The Sexual Politics of Meat

Thursday’s Working for Change: The 20th anniversary edition of the enlightening, empowering, life-changing book The Sexual Politics of Meat is due out this month. I pre-ordered my copy, and can’t wait to read it — again. Written by feminist and veg activist Carol J. Adams, I first read this book as a college student when a hip, mysterious unusually empowered (compared to the other young women like myself that I knew at the time) college classmate recommended it to me when she found out I was a vegetarian.
Adams writes about herself that she is “particularly interested in the interconnections among forms of violence against human and nonhuman animals, writing, for instance, about why woman-batterers harm animals and the implications of this.”
I don’t remember everything I read in the book so many years ago, but I do remember that she illustrates her points with compelling examples about how women and animals used for meat and certain body parts of both are re-named to de-humanize and de-personalize, making it easier to objectify and harm them both.
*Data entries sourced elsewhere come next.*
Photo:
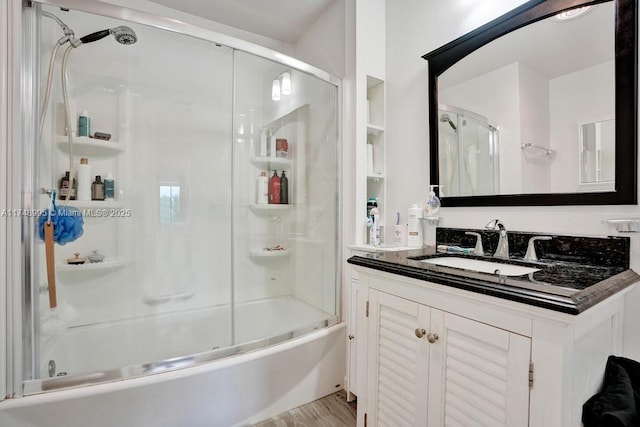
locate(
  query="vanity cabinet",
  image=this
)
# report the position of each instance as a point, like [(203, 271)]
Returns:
[(430, 367), (437, 355)]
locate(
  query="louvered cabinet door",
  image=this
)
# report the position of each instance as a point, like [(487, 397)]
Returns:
[(479, 374), (398, 364)]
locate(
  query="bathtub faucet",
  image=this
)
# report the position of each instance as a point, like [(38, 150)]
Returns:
[(502, 250)]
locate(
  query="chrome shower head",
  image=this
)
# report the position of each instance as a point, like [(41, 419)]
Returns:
[(122, 34), (446, 119)]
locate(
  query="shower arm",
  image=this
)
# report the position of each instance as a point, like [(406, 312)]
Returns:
[(69, 35)]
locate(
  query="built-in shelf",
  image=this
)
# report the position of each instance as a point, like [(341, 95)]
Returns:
[(271, 162), (374, 129), (91, 204), (263, 253), (107, 264), (89, 147), (270, 208), (629, 225)]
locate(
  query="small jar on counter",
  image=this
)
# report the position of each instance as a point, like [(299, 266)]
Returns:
[(282, 148)]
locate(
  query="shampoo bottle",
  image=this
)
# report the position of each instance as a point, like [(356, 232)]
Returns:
[(84, 180), (109, 187), (274, 189), (84, 124), (414, 227), (97, 189), (432, 206), (284, 189), (374, 233), (262, 190)]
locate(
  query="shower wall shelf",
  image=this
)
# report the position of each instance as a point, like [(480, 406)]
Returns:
[(271, 162), (89, 147), (107, 264), (631, 225), (547, 151), (374, 129), (270, 208), (92, 204), (261, 253)]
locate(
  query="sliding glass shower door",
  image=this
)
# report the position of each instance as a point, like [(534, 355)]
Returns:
[(190, 257)]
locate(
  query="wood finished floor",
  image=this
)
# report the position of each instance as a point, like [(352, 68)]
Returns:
[(330, 411)]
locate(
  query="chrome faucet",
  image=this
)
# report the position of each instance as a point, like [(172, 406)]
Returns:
[(531, 249), (502, 251)]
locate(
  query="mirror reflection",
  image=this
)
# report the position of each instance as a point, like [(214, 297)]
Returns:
[(517, 115)]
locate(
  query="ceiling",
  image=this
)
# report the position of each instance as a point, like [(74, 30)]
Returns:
[(283, 20)]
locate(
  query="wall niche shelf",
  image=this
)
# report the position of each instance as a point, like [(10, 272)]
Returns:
[(271, 162), (107, 264), (90, 147), (270, 208), (91, 204), (261, 253), (374, 129)]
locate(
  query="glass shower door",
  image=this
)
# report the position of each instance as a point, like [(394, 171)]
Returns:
[(285, 224), (163, 287)]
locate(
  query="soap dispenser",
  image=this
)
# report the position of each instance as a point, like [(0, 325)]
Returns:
[(432, 206)]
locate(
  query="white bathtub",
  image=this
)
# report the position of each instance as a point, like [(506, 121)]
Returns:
[(232, 391), (114, 345)]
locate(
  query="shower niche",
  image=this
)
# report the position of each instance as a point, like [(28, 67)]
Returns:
[(184, 240)]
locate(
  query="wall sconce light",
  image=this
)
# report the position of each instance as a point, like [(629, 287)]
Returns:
[(275, 90), (281, 85)]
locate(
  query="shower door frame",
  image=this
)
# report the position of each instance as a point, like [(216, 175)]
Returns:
[(22, 333), (494, 140)]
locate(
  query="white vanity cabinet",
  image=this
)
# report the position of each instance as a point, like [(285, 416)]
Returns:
[(441, 356)]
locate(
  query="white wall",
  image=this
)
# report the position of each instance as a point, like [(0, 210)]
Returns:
[(413, 29), (323, 43), (580, 97)]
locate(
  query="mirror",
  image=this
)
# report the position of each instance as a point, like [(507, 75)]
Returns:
[(532, 109)]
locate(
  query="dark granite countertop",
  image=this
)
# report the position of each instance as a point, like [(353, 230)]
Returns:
[(560, 285)]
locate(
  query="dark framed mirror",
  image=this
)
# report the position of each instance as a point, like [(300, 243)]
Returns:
[(533, 109)]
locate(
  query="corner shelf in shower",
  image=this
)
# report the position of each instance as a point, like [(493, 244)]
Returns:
[(107, 264), (374, 129), (90, 147), (92, 204), (269, 208), (271, 162), (261, 253)]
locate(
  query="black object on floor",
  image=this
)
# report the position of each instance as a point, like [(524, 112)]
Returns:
[(618, 402)]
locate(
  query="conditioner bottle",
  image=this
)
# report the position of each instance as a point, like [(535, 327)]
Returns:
[(415, 236)]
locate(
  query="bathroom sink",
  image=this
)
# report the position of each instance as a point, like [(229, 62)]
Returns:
[(481, 266)]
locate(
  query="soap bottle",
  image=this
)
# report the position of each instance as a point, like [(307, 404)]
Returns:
[(274, 189), (262, 190), (109, 187), (414, 227), (374, 224), (84, 180), (84, 124), (97, 189), (284, 189), (67, 187), (432, 206)]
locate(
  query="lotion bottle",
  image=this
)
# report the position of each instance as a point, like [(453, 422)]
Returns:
[(432, 206), (374, 234), (274, 189), (84, 180), (263, 189), (414, 235)]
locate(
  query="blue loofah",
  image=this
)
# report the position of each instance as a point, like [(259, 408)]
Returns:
[(67, 224)]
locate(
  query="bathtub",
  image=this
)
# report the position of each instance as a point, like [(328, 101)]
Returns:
[(234, 390)]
That one realization was enough to make me sit up and take notice that I may not always be aware of underlying issues going on in our world expressed through language.
Fascinating stuff… I highly recommend that you read the re-release of Adams book, and all her other work (others which are listed on the page for that link, and that I plan to read, too). The insights will anger, motivate and ground you in a commonality that’s usually not even recognized as existing between women and animals used for meat, perhaps intentionally: Motivate enough women to make a change, and change usually happens.